And his sisters, Hala and Haya, always smiling, always laughing, constantly reaching over for a hug.
And Kholood, the mom, who refuses to let us leave her house without something to eat and sends us almost daily pictures via text messages of roses and sunlite beaches, thanking us. And Hassan, a proud husband and father, who works seasonal jobs, begs us to help him find a better apartment for his family, who has just started ESL and has never seemed more hopeful.

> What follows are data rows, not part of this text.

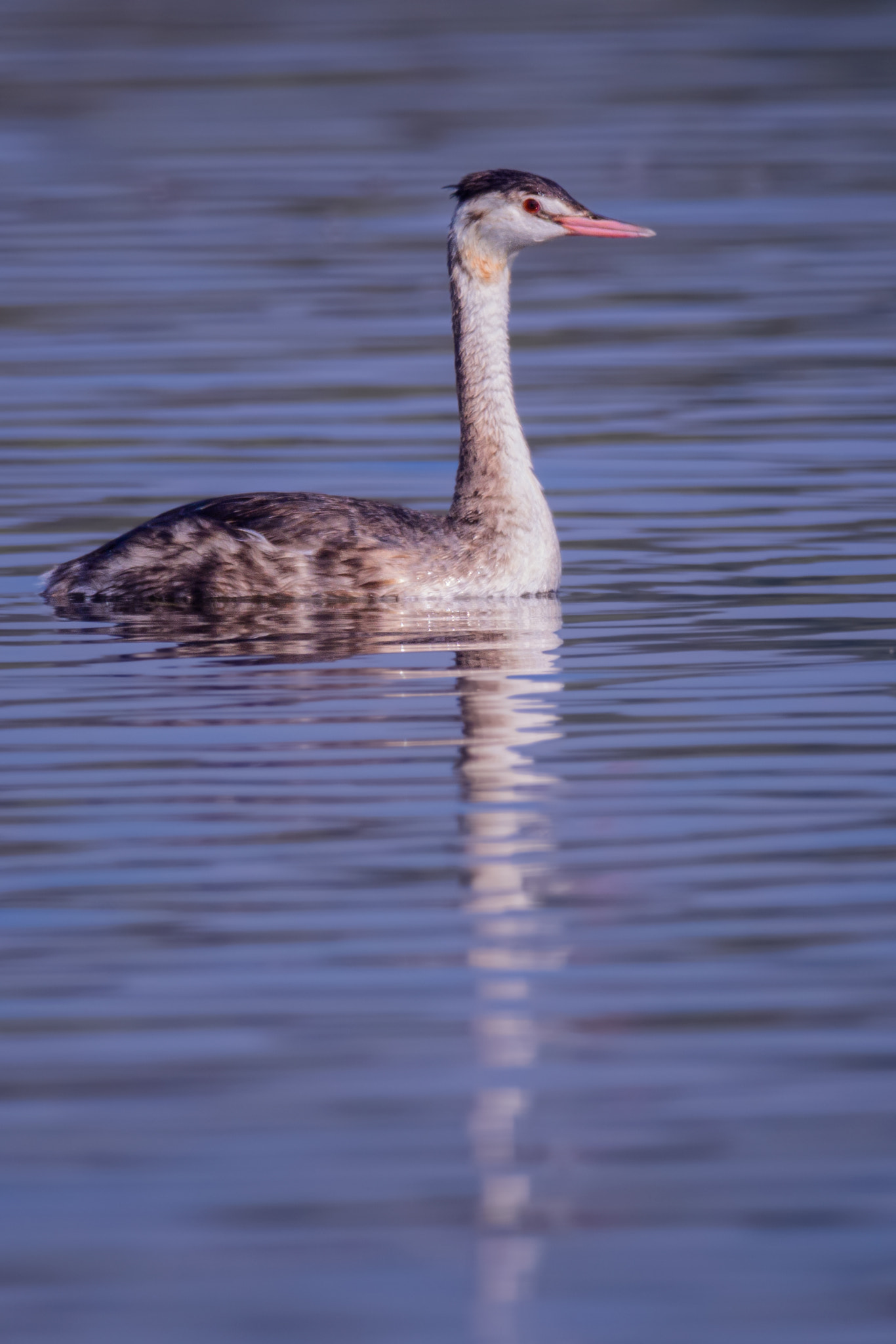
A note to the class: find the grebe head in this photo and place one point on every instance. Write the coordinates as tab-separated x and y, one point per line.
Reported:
501	210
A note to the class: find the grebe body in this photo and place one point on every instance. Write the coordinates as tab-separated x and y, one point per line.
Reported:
497	538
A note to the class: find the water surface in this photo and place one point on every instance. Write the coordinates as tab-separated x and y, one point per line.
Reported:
519	973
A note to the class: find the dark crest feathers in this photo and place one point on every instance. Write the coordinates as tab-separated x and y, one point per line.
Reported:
507	180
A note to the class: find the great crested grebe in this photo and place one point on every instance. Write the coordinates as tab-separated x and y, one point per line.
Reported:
497	539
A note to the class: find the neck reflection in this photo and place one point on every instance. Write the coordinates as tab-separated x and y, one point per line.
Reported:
507	706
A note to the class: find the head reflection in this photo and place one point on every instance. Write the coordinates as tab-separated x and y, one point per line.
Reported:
504	655
507	706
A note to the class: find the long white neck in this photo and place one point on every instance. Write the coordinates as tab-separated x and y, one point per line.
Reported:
496	490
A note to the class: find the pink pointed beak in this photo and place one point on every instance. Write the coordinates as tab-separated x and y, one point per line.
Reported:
601	228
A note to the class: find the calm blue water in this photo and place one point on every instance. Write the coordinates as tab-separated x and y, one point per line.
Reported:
512	975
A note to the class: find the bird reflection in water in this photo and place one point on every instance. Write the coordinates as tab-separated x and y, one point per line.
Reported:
504	655
507	706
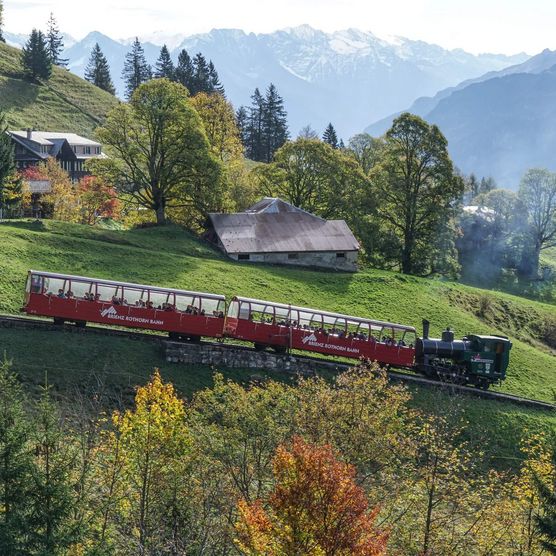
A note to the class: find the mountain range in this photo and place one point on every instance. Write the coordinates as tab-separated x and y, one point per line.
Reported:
499	124
347	77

This is our family – and the best part of helping this family? The dozens and dozens and dozen of community members of all faiths stepping up to help as well. Teachers – who after a long day of working with their own students – driving to Elizabeth and spending another hour or two to help the kids complete their homework. A Jewish family inviting a Muslim family on an outing to a farm, and welcoming them into their home for a meal. The constant offer of donations of clothing and furniture – so much they are piled high in our attics and basements and garages waiting to be distributed
These men and women – all the men and women we honor tonight who spend their free time doing volunteering with the social action committee and delivering challahs and visiting the sick and homebound and helping the Syrians refugees and joining the new chavarah group – they embody the inner strength and compassion that I wondered truly existed any longer. They don’t care about public gratitude. They don’t mind when their dinner is interrupted by a Facetime call for homework help. They stand up against growing public fear and anger. They truly serve as reminder that the story of Moses’ birth and his subsequent journey can still be a model for how we must live, and a reminder that indeed there are many people like Moses and like Atticus Finch who still believe “The one thing that doesn’t abide by majority rule is a person’s conscience.”
Indeed, as Jews, we have long learned in our own constant struggle for survival that we cannot turn a blind eye to those in need. As leaders of social action and justice, we must ignore the majority rule, even when it is loud and over powering, and we must stand up for what is right in the face of fear and hatred.
And we must continue to work for change, and make a difference. We must always listen to our conscience.